EU en route to US-style software patent nightmare

The EU could see the introduction of software patent wars seen in the US if it continues with plans for a ‘unitary patent’.

According to Richard Matthew Stallman, writing at the Guardian, there is a very real danger that software patents could be enforced across the whole of Europe (with the exceptions of Italy and Spain), should the unitary patent system go ahead.

The introduction of such patents would have the potential to be highly detrimental to the development of software, and the recent Hargreaves Report urged strongly against them.

However as Stallman says there are concerns that under EU plans the European Patent Office would be given the green light to issue software patents that would be valid automatically in many European states.

This would then mean that none of the affected nations would be able to escape the patents without going to the European Court of Justice (ECJ), the highest court in Europe.

Even if patents were rejected, appeals against the EPO’s decision would be based on the EPO’s own rules, so would likely lead to all sorts of hijinx with businesses in Europe.

The EPO has already issued many patents, but currently they are only valid as and when a nation decides to enforce – and are not all linked and enforced on EU-wide basis.

According to Stallman, if the unitary patent system is adopted and the “EPO gets unchecked power to decide” then it is likely that “Europe will get US-style patent wars”.

An industry insider close to TechEye told us that Stallman’s approach is not necessarily the best course of action to avoid a software patent nightmare.
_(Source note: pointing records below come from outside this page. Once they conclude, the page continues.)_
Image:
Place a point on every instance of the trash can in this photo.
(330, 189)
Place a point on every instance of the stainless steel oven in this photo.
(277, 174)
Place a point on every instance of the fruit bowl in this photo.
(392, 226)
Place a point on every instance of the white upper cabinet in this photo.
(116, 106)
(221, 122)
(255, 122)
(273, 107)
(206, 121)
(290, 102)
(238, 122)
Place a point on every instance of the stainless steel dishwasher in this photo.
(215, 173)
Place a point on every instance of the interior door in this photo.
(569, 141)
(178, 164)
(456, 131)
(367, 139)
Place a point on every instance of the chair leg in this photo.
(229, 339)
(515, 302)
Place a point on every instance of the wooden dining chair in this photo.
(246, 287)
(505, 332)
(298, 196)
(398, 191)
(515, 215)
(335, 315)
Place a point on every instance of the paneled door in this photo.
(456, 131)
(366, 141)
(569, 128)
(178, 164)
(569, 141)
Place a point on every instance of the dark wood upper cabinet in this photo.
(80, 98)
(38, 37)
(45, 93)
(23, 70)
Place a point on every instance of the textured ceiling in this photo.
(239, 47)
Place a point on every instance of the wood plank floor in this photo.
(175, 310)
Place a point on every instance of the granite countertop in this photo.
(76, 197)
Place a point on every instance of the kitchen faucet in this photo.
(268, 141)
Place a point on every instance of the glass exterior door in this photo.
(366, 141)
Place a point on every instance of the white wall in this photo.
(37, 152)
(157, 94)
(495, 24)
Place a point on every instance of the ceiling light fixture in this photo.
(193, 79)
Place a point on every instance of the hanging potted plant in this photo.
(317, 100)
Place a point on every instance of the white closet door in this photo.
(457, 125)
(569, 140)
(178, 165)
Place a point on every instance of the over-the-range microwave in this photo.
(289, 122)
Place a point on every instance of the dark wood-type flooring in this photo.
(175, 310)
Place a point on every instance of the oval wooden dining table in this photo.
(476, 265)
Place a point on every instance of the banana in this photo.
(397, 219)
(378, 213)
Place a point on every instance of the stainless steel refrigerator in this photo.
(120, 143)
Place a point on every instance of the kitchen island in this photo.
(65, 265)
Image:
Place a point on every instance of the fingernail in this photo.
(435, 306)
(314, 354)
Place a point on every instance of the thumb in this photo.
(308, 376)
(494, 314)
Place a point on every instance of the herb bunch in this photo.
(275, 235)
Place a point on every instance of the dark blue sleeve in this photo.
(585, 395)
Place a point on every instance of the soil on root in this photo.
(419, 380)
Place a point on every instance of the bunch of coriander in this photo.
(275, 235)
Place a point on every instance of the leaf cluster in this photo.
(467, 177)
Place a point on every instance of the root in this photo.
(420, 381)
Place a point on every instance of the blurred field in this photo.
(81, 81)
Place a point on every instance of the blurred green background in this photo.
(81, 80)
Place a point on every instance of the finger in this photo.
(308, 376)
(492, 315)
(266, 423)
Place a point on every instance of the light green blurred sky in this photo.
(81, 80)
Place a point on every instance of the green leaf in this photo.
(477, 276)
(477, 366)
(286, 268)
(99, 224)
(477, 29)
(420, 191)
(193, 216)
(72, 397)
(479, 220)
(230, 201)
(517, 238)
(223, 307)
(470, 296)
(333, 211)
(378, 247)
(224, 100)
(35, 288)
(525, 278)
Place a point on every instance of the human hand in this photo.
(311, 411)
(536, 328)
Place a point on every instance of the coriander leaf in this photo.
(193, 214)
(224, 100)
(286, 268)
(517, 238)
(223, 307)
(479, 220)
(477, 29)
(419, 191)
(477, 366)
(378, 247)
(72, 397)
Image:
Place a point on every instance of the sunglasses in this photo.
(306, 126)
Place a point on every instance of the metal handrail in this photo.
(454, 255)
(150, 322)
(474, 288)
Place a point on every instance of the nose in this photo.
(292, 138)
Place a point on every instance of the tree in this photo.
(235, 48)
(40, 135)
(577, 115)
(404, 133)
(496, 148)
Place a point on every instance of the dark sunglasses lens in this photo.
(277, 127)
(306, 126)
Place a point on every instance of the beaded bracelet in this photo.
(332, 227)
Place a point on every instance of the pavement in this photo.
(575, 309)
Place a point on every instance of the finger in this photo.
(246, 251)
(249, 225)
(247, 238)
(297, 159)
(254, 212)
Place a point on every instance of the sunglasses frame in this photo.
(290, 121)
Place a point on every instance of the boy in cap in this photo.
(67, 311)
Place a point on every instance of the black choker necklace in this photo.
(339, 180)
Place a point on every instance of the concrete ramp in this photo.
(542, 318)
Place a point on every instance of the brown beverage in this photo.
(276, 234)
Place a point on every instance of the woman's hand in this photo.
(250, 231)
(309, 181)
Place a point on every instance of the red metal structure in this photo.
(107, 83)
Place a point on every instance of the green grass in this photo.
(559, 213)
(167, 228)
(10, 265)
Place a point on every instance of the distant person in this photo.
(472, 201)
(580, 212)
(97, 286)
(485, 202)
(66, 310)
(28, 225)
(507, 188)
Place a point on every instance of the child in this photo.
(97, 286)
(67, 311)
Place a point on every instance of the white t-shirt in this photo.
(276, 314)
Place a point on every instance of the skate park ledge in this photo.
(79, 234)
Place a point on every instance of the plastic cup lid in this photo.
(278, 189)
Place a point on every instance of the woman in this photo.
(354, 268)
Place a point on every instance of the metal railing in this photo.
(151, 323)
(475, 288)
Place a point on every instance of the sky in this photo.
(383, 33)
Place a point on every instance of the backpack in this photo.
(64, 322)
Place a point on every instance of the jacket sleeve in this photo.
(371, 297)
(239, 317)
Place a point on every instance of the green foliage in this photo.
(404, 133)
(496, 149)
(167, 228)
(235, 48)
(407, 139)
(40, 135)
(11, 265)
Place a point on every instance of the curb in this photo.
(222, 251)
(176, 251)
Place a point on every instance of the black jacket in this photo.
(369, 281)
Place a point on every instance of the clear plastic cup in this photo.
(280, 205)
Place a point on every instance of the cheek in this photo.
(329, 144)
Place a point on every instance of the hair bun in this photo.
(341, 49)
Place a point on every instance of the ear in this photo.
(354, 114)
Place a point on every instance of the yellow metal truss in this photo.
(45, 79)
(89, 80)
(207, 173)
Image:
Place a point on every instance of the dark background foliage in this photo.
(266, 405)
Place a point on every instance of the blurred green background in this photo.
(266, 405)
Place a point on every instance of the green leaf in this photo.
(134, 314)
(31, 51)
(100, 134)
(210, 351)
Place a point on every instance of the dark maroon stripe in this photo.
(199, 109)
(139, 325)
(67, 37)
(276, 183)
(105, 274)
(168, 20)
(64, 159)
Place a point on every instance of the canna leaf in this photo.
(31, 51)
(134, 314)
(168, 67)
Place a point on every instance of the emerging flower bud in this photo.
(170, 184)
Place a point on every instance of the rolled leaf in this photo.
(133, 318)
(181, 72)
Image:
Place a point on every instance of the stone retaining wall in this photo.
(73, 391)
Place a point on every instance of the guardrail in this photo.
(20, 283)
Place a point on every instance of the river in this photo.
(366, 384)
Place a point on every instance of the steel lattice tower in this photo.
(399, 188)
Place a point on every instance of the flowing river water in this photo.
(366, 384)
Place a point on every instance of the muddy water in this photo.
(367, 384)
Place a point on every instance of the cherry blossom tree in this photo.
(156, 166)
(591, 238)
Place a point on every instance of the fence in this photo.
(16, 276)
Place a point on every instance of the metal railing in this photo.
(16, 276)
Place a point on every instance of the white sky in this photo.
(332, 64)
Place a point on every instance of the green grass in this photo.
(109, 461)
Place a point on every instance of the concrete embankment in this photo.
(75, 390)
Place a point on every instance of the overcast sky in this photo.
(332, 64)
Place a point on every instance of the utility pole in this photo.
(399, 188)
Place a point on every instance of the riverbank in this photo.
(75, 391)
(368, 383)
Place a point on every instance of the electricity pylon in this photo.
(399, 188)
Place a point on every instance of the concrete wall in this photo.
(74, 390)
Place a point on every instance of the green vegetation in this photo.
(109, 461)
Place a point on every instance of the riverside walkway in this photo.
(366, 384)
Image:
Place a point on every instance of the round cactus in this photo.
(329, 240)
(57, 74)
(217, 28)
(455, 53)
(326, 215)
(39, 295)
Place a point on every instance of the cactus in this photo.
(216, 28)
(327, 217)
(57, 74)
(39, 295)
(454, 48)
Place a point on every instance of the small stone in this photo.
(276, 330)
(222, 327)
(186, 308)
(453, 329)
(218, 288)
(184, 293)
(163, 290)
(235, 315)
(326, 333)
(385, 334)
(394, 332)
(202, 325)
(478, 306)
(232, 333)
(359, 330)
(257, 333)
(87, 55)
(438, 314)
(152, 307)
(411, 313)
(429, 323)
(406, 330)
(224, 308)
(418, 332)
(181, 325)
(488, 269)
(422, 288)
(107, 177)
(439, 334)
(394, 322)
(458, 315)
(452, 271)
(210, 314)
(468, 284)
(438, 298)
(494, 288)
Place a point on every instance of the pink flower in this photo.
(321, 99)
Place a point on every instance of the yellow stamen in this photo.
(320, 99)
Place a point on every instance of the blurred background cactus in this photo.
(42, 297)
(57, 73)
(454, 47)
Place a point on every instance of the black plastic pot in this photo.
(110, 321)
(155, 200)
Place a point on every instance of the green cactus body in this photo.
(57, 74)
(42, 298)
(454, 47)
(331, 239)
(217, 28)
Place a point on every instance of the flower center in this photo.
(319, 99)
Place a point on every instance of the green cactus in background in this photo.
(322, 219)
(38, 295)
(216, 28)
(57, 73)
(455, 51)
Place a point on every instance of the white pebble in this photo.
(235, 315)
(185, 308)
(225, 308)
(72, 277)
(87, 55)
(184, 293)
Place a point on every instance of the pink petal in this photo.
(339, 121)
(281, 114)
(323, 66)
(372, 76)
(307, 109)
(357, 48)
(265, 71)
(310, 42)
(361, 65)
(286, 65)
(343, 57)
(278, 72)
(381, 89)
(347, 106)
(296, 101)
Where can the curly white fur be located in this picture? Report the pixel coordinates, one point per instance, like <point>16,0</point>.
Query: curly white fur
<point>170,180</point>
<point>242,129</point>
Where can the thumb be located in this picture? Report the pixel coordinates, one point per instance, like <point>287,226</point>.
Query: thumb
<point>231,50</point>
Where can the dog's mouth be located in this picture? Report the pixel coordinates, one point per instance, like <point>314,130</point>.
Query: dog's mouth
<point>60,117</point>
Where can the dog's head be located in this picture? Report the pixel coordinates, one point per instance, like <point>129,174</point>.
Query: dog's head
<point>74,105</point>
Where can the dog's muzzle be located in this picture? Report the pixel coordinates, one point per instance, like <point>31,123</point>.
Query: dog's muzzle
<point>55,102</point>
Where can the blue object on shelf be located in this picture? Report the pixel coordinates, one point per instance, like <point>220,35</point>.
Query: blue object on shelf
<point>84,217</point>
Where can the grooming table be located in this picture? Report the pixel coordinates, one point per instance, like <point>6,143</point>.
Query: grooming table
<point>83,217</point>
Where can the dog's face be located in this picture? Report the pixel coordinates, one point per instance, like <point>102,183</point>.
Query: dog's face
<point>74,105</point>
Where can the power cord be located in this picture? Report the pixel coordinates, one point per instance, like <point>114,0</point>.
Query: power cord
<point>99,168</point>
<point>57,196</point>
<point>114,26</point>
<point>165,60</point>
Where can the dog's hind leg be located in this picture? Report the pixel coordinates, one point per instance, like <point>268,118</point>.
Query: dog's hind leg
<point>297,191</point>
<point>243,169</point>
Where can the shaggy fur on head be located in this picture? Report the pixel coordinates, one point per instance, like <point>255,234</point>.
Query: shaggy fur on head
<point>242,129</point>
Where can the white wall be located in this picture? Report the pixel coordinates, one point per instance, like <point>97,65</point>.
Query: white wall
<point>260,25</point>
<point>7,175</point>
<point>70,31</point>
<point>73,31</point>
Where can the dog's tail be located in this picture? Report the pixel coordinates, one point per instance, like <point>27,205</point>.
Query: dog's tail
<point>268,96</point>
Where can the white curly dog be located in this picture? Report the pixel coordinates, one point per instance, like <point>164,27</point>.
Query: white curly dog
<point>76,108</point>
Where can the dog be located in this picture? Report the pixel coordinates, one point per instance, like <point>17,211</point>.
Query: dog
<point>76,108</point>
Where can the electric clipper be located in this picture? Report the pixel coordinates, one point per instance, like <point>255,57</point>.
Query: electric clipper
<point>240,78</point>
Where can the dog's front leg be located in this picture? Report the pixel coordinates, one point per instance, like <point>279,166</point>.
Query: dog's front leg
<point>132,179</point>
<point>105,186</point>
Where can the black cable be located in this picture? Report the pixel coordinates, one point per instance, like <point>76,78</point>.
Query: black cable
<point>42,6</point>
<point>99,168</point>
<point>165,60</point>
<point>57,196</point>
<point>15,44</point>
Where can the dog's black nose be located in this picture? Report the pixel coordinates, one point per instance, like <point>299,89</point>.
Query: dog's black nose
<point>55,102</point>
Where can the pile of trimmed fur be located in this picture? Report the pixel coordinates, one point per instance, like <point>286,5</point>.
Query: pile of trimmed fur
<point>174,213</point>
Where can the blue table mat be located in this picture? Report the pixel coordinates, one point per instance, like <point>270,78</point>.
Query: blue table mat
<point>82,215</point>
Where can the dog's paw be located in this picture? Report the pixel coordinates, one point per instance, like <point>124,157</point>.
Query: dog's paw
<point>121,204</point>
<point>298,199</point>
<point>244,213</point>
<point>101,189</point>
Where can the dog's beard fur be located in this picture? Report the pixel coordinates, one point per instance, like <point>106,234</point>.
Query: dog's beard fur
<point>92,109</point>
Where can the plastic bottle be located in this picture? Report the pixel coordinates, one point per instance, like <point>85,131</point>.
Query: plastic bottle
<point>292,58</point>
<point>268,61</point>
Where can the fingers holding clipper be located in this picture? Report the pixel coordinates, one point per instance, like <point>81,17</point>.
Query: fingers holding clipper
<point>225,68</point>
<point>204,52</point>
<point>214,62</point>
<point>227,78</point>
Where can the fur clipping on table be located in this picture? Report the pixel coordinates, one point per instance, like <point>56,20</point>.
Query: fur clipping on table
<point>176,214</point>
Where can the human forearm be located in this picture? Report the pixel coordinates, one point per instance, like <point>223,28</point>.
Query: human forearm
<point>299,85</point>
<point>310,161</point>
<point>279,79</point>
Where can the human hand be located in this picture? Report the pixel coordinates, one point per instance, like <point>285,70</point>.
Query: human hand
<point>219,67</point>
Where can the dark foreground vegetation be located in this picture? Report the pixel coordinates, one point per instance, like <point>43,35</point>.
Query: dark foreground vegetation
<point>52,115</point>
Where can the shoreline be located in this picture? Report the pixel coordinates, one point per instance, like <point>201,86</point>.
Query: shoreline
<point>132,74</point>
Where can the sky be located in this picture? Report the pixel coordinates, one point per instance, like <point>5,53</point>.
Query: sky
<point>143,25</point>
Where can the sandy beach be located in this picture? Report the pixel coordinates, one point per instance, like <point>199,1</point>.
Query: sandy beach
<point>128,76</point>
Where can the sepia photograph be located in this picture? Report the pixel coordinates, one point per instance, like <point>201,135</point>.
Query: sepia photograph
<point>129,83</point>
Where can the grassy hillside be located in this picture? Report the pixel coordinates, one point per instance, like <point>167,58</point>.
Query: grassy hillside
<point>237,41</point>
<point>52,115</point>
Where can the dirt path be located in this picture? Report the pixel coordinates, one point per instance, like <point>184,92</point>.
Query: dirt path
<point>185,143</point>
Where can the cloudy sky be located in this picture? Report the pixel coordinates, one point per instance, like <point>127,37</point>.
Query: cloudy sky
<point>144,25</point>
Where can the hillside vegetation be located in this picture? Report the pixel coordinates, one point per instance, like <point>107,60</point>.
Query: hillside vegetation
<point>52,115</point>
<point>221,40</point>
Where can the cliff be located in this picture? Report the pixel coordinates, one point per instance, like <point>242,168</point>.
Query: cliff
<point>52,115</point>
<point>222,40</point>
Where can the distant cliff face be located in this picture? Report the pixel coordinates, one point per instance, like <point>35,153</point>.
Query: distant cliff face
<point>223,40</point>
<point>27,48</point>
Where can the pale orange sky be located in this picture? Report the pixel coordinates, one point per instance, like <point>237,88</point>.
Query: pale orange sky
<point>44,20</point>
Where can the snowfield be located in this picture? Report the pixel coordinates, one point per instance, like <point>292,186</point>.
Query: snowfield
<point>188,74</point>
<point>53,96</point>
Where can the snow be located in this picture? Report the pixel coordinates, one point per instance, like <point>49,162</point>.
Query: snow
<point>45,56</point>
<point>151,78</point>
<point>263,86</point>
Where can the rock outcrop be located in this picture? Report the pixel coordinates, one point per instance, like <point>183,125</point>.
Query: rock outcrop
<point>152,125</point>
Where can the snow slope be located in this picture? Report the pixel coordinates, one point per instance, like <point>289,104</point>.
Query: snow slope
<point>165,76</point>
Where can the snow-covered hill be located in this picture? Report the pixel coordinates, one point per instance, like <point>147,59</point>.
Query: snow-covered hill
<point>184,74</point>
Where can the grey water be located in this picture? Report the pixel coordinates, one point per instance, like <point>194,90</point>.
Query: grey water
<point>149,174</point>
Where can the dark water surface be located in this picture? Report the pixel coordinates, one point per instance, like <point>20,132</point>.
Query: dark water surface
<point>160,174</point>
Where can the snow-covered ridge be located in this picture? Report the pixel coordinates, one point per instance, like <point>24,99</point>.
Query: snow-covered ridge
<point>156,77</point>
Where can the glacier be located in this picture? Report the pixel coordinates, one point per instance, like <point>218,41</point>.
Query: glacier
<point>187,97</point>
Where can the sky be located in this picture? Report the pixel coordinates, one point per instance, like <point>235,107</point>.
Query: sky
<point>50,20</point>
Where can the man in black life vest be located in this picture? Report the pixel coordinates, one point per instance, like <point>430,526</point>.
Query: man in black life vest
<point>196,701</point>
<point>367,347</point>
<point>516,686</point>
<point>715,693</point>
“If RMS wants to do away with software patents in Europe, which are granted on a daily basis and upheld by the courts in major EU members tates such as the UK and Germany, he should push for a piece of legislation that excludes software from the patent system or that makes patents unenforceable against programmers and software publishers.”

“That kind of initiative wouldn’t be any more or less likely to succeed based on the unitary patent.”